The analysis was prepared by Oxford Economics for the American Hotel & Lodging Association and is built on property-level performance and visitor-spending models. AHLA releases national and city-by-city impact estimates that combine hotel performance data with modeled visitor spending. For New Orleans, the figures were modeled for the 12-month stretch ending in November 2025, according to local reporting.
The city-level picture, covering about 7.1 million room nights sold across 207 properties with more than 30,600 guest rooms and an estimated $5.4 billion in visitor spending, or about $756 per room night, was detailed by New Orleans CityBusiness. "New Orleans' hotel industry is the heartbeat of the city's economy and a core part of what makes it so attractive to visitors," AHLA President and CEO Rosanna Maietta said in a statement cited by CityBusiness.
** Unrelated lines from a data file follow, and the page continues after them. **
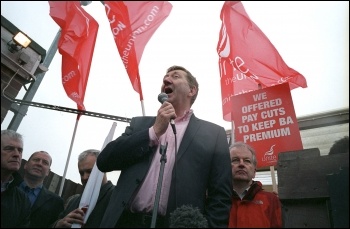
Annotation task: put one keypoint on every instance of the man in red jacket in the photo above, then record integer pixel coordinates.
(251, 205)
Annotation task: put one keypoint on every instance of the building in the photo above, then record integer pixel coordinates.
(317, 131)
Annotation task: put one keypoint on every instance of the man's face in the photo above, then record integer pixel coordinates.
(38, 166)
(176, 86)
(242, 165)
(11, 154)
(85, 167)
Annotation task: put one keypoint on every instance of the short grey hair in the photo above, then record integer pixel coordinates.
(11, 134)
(248, 147)
(82, 156)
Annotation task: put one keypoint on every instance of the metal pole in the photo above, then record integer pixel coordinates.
(21, 110)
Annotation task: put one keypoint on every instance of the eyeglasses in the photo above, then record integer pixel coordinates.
(237, 161)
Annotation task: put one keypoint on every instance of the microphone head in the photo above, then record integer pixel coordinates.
(187, 216)
(162, 97)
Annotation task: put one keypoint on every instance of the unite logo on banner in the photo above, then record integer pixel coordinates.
(266, 120)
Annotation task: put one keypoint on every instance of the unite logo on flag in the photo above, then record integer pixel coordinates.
(247, 58)
(132, 24)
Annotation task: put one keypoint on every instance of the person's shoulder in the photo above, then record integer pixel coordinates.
(208, 124)
(52, 194)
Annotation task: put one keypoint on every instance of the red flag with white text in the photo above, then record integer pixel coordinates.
(76, 45)
(132, 24)
(247, 59)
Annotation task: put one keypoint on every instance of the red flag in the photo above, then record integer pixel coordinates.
(247, 58)
(133, 24)
(76, 45)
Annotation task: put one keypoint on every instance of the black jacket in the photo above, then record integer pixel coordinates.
(96, 215)
(202, 167)
(45, 209)
(15, 205)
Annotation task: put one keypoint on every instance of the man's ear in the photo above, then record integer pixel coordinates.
(193, 91)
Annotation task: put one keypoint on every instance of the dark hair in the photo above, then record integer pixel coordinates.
(82, 156)
(192, 81)
(41, 151)
(340, 146)
(245, 145)
(11, 134)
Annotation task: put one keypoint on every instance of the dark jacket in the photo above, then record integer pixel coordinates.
(202, 166)
(258, 209)
(45, 209)
(15, 206)
(96, 215)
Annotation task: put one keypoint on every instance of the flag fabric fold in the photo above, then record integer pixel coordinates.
(93, 186)
(76, 45)
(132, 24)
(247, 59)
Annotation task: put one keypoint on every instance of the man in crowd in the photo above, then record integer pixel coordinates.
(46, 205)
(252, 207)
(73, 214)
(15, 205)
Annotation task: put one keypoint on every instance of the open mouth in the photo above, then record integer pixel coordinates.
(168, 90)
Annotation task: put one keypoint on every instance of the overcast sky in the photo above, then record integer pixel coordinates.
(312, 38)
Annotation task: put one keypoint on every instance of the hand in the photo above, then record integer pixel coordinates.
(165, 113)
(75, 216)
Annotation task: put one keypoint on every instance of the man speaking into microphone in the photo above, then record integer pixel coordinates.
(197, 171)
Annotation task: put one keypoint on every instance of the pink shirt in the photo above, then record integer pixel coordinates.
(144, 200)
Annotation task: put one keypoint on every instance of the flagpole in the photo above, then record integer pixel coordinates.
(68, 158)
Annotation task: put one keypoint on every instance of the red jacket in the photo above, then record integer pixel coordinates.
(257, 209)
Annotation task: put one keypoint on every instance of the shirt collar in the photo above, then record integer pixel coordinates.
(185, 117)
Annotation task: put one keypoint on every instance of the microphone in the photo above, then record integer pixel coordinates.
(187, 216)
(162, 97)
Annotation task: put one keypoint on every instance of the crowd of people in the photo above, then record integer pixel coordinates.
(205, 182)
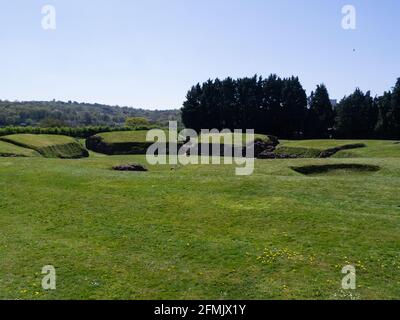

Local officials cast the findings as confirmation that hotels anchor both jobs and basic services, with Mayor Helena Moreno calling the sector "the foundation" of the tourism economy and state leaders signaling support for policies that keep the market competitive.
How the dollars flow
The study estimates that total tax revenue tied to hotels reached about $1.2 billion in 2025, including roughly $405 million in local taxes, $34 million in state taxes and about $495 million in federal collections, according to New Orleans CityBusiness. Guest spending stretches well beyond room rates into restaurants, ride services, retail and entertainment, multiplying the sector's direct contribution to city GDP. That ripple effect is a big part of why filling hotel rooms matters not only to owners, but also to small businesses and to public budgets that rely on those tax streams.
Costs and what comes next
At the same time, AHLA's 2026 State of the Industry report flags that property-level operating costs such as insurance, utilities and labor have risen faster than revenue growth since 2019, which has squeezed profits for many operators. AHLA also notes that international visitation is still running below pre-pandemic levels, a problem for destinations that depend heavily on high-spend overseas travelers. Industry leaders point to that mix of higher costs and uneven demand when they argue for regulatory relief, workforce investment and policies aimed at supporting year-round occupancy.
For New Orleans, the headline numbers function as both scoreboard and roadmap. Hotels are still delivering substantial tax revenue and jobs, yet operators warn that margins remain thin without targeted help on costs and labor. City and state officials are likely to lean on the new data as they push for measures that keep rooms full, bolster long-term hospitality careers and safeguard the revenues that fund local services. How that plays out in actual policy is the part everyone in the tourism world will be watching.